Final answer:
The apparent weight that the pilot feels at the bottom of the loop-the-loop is calculated by summing the gravitational force and the centripetal force, resulting in an apparent weight of 4012.9 N.
Step-by-step explanation:
The student's question is asking to calculate the apparent weight that a pilot feels at the bottom of a loop-the-loop. To find the apparent weight, we must calculate the normal force on the pilot, which is the combination of the gravitational force and the centripetal force required to keep the pilot in a circular path at the bottom of the loop.
Firstly, we calculate the gravitational force (weight) acting on the pilot: W = m × g, where m is the mass of the pilot, and g is the acceleration due to gravity. For the pilot with a mass of 84.0 kg, W = 84.0 kg × 9.8 m/s² = 823.2 N.
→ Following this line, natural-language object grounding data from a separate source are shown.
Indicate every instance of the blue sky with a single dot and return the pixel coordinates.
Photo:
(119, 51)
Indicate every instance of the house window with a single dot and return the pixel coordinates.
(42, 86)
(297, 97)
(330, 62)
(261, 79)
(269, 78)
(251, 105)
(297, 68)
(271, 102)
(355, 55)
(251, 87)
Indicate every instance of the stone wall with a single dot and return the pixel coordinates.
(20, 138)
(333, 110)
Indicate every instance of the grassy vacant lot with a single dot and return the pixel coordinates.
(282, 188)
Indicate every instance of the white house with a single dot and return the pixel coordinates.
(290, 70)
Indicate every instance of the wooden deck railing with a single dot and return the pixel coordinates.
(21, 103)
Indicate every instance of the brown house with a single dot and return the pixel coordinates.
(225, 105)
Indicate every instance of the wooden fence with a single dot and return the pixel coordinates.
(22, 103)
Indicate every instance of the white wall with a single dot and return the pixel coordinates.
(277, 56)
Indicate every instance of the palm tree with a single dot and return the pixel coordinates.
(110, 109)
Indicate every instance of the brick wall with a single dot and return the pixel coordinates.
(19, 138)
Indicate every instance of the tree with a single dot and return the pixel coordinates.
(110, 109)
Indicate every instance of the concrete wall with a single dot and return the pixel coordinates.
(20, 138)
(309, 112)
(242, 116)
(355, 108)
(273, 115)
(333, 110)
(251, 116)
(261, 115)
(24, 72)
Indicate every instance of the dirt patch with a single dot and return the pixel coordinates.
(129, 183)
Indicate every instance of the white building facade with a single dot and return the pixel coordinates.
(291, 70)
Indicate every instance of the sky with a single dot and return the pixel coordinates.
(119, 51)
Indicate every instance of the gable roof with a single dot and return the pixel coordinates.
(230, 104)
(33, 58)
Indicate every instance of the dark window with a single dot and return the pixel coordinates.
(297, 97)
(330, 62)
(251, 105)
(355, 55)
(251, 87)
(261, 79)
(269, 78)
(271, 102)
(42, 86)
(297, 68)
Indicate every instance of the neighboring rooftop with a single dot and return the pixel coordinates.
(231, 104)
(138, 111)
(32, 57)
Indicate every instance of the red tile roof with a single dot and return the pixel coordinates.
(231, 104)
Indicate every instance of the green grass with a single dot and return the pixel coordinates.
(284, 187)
Next, we determine the centripetal force required for circular motion at the bottom of the loop: Fc = (mv²) / R, where m is the mass, v is the constant speed, and R is the radius of the loop. With v = 345 m/s and R = 3.033 km (or 3033 m), Fc = (84.0 kg × (345 m/s)²) / 3033 m = 3189.7 N.
The apparent weight of the pilot at the bottom of the loop is the sum of the gravitational force and the centripetal force: Apparent weight = W + Fc = 823.2 N + 3189.7 N = 4012.9 N.
Therefore, the pilot feels an apparent weight of 4012.9 N at the bottom of the loop-the-loop.